> I half believe the reason developers are embracing cloud architecture so much is to remove so many sysadmins out of the equation.

It was literally true at one of my previous jobs. We couldn't install anything on our own dev machines without approval from Net Ops, not even Notepad++ (I don't think I ever got that installed, never got approval).

We once asked for a new server which mirrored the software of an existing server with two months lead time and got complaints that two months is not enough time to get a new server. I think we ended up getting it in three months, after the new project was supposed to be deployed to it.

Meanwhile we were starting to get into Azure, and we had a new server in Azure up and spinning with everything we needed installed on it in about 15 minutes.

The Lead Developer said, "We need to get as much stuff on the cloud as we can so we can stop dealing with this mess." We dealt with a lot of PHI there, though, so there was only so much we could do.

I've seen this as well. "Timeline from internal IT for provisioning a box and deploying our app is 6 months, and subsequent changes go through a ticketing system with a 2 week average turnaround. Or, we can have it running ourselves on AWS in 30 minutes."

Shit. So, you're saying that my mess of a team is kinda awesome by implementing reliable production-ready deployments within 2-4 weeks, and implementing changes to environments within like 30 minutes ("set key foo to bar in configs please?") to a week ("we need persistence!").

I guess IT in this place really is getting up to speed.

Yeah, that sounds spookily similar to the process we had, including the ticketing system changes timeline.

what your probably not seeing, is the CIO/CSO screaming at the SA to get AV deployed on every machine in the company, to meet some audit requirement checkbox, or PCI compliance, by the end of the month.

Exactly this. Audits don't care if there isn't any practical malware or if nobody can access the system outside 3306 and 22. Audits say "all production systems implement antivirus software" as a binary checkbox.

So the problem is effective communication? Why can't the sysadmin in this imagined scenario explain their actions this way?

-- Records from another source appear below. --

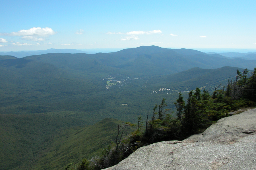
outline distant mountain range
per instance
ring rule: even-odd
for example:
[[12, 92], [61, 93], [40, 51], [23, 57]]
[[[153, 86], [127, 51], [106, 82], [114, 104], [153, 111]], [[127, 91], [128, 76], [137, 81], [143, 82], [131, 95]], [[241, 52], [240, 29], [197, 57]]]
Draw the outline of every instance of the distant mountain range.
[[185, 98], [196, 87], [212, 92], [234, 80], [237, 69], [256, 66], [255, 60], [155, 46], [92, 54], [52, 50], [0, 56], [1, 169], [57, 170], [90, 158], [120, 122], [92, 125], [105, 118], [135, 122], [140, 114], [145, 120], [163, 98], [175, 110], [179, 92]]
[[91, 49], [81, 49], [75, 50], [74, 49], [55, 49], [51, 48], [45, 50], [38, 50], [29, 51], [11, 51], [6, 52], [0, 52], [0, 55], [13, 56], [20, 58], [33, 55], [44, 54], [49, 53], [71, 53], [72, 54], [84, 53], [87, 54], [94, 54], [98, 52], [107, 53], [117, 51], [123, 48], [93, 48]]
[[22, 58], [26, 56], [44, 54], [49, 53], [86, 53], [86, 52], [81, 50], [74, 49], [55, 49], [50, 48], [45, 50], [38, 50], [31, 51], [19, 51], [0, 52], [1, 56], [13, 56], [17, 58]]
[[227, 57], [234, 59], [239, 58], [245, 60], [256, 60], [256, 52], [247, 52], [241, 53], [240, 52], [207, 52], [206, 54], [218, 54]]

When I have seen this problem, it's because the sysadmins are instructed (or have learned via experience) not to explain their reasoning to developers or end-users. Because if they did, then it becomes a discussion or argument that becomes a time sink since there was very little chance they could change the mandate even if they agreed.

So they become intentionally opaque to move that discussion out of their laps and make it come via the development team managers confronting the operations managers and having the fight on that turf.

Such situations occurring is a sign that the organization is not set up effectively. This sort of confrontation shouldn't need to be happening.

Ideally the development team's lead and/or project managers are involved with, are informed ahead of time, or are even contributing to the policy decisions on the operational side.

Because telling someone that you did something because of compliance doesn't help. They still blame you personally even though the compliance standards are usually industry-wide or even defined by Congress as an act of law.

One of our web teams wanted to do a simple Wordpress deployment on LAMP. As sysadmins, that was no issue, even with clustered mariadb. But our DBA team doesn't have any experience outside of Oracle/MSSQL, and squawked about mariadb. After an hour of this BS, the manager of the web team spun up a few EC2 instances and got to work. Of course we don't have anyone familiar with EC2, so supporting that will be a learning curve for someone, but the manager is happy, he has his own sandbox without hassles from the DBAs.